Most members of the United States’ foreign policy establishment continue to regard NATO and the broader transatlantic relationship as the linchpin of Washington’s global foreign policy. They have greeted President Trump’s periodic demands for more burden‐sharing from European allies and his dark hints that NATO might be obsolete with hostility bordering on hysteria. But Trump is not the main threat to transatlantic solidarity. A shift in European public opinion toward neutrality is sounding the real death knell.
A new report from the European Council on Foreign Relations contains a number of startling findings. The survey, covering 60,000 people in 14 European Union countries, suggests that the reasons for a sharp divergence in European and American perspectives on an array of foreign policy issues are wider and deeper than annoyance with Trump. That is evident even with regard to NATO’s mission of standing up to Russia. When asked “Whose side should your country take in a conflict between the United States and Russia?” the majority of respondents in all 14 E.U. countries said “neither.”
A response to the report by Annabelle Timsit, a French American journalist, typifies the simplistic reaction from NATO partisans in both Europe and the United States. “Donald Trump has damaged America’s standing in the world in his three years as president, and nowhere is this more apparent than in Europe,” she writes. Timsit emphasizes the report’s finding that Europeans “no longer believe that the US can serve as the guarantor of their security.”

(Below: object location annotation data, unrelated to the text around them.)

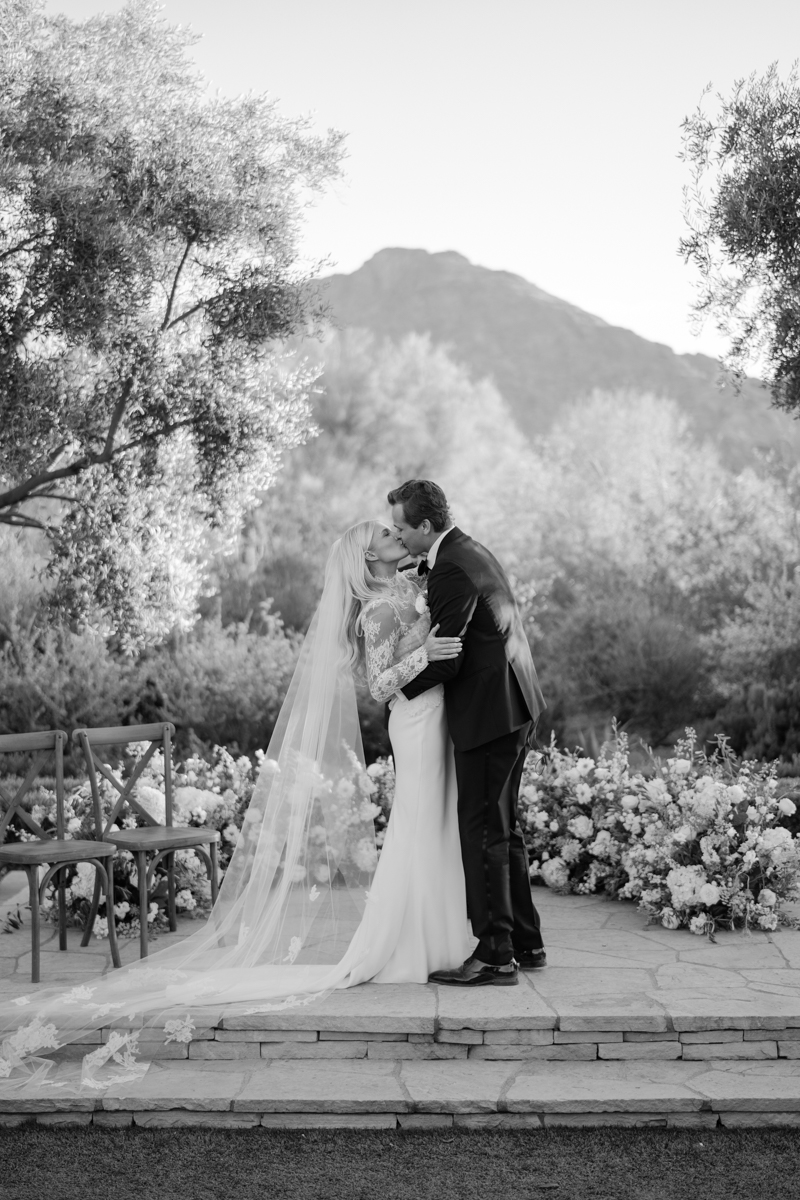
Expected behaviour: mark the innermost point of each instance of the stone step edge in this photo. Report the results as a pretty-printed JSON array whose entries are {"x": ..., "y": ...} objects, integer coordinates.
[
  {"x": 423, "y": 1048},
  {"x": 186, "y": 1119}
]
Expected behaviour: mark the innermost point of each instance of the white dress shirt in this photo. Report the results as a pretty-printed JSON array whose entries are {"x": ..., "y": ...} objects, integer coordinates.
[{"x": 434, "y": 550}]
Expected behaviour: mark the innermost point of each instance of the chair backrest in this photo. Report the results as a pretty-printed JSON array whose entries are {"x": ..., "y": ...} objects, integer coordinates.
[
  {"x": 158, "y": 736},
  {"x": 41, "y": 747}
]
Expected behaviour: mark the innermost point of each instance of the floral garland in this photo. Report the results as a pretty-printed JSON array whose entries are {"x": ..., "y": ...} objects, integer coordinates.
[{"x": 699, "y": 841}]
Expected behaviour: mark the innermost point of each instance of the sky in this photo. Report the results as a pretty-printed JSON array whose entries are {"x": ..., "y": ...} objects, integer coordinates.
[{"x": 540, "y": 137}]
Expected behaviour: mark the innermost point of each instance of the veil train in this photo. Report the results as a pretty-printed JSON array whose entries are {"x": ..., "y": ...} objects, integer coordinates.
[{"x": 288, "y": 907}]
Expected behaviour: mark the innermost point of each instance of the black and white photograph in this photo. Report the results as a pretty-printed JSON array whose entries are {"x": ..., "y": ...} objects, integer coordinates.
[{"x": 400, "y": 599}]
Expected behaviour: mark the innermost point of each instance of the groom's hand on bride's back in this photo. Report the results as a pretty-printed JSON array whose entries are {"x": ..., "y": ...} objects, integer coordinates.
[{"x": 439, "y": 648}]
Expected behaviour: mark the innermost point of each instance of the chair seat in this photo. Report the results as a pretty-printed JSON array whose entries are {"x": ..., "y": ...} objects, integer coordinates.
[
  {"x": 152, "y": 838},
  {"x": 50, "y": 850}
]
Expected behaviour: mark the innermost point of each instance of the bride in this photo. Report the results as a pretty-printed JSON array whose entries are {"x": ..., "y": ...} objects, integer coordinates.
[{"x": 302, "y": 909}]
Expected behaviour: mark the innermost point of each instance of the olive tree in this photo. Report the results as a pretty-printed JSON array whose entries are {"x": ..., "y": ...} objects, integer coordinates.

Yet she glosses over the breathtaking extent of neutralist sentiment among Washington’s supposed security partners. In France, only 18 percent would back the United States, while 63 percent opt for neutrality; in Italy, it’s 17 percent vs. 65 percent, and in Germany, 12 percent to 70 percent.
The results were similar even in NATO’s newer East European members, despite their greater exposure to Russian pressure and potential aggression. Hungarian respondents selected neutrality over supporting the United States 71 percent to 13 percent, while Romanians did so 65 percent to 17 percent. Even in Poland, a country whose history with Moscow during both the Czarist and Soviet periods was especially frosty, neutralist sentiment had the edge, 45 percent to 33 percent.
Attitudes are no better regarding other foreign policy controversies involving the United States. When asked “Whose side should your country take in a conflict between the United States and China?” the results were lopsided against backing America. Once again, Poland was most favorable, but this time with only 24 percent embracing Washington and 54 percent choosing neutrality. The pro-U.S. position was 19 percent in the Czech Republic, 17 percent in Romania and 13 percent in Hungary. The outcome in the United States’ long‐standing economic and security partners in Western Europe was as bad or worse. Only 18 percent of French respondents, 20 percent of Italians and 10 percent of Germans chose solidarity with the United States.
Another finding confirms that Europeans now favor an independent foreign and security policy instead of continuing to be Washington’s junior partner. The report summary concludes that respondents “want to see the European Union come of age as a geopolitical actor and chart its own course.” Both public and governmental sentiment is building in favor of a “Europeans only” military force independent of NATO, with French President Emmanuel Macron leading the charge for that option.
The easy, intellectually lazy explanation is to blame Trump’s abrasive, “isolationist” statements for the erosion of transatlantic solidarity. But that erosion was well underway before Trump emerged on the scene, and it applied even to NATO’s core mission of collective defense. Judy Dempsey, a senior fellow at Carnegie Europe — a thoroughly establishment think tank — was alarmed by the results of a 2015 Pew Research Center survey of eight NATO countries. In particular, she noted the responses to Article 5, the core of NATO’s commitment to collective defense, which requires members to defend an ally if it is attacked. The Pew poll, she wrote, “showed that among Europeans, a median of 49 percent of respondents thought their country should not defend an ally, a response that exposes a lack of commitment to collective defense.” Indeed, France, Italy and Germany all had majorities opposed to fulfilling their country’s obligation to fulfill the Article 5 treaty pledge to consider an attack on any NATO member as an attack on all.
The bottom line is that the concept of transatlantic solidarity, even on collective defense, is now largely confined to out‐of‐touch political elites on both sides of the Atlantic. The interests and foreign policy views of the respective societies are diverging. Governmental elites may be able to ignore public opinion for a time, but it will be hard to sustain policies that increasingly run counter to the wishes of popular majorities. A death knell is sounding for NATO and the rest of the post‐World War II transatlantic foreign policy system. Both the European Union and the United States will need to adjust to that new reality and pursue their own, independent policies.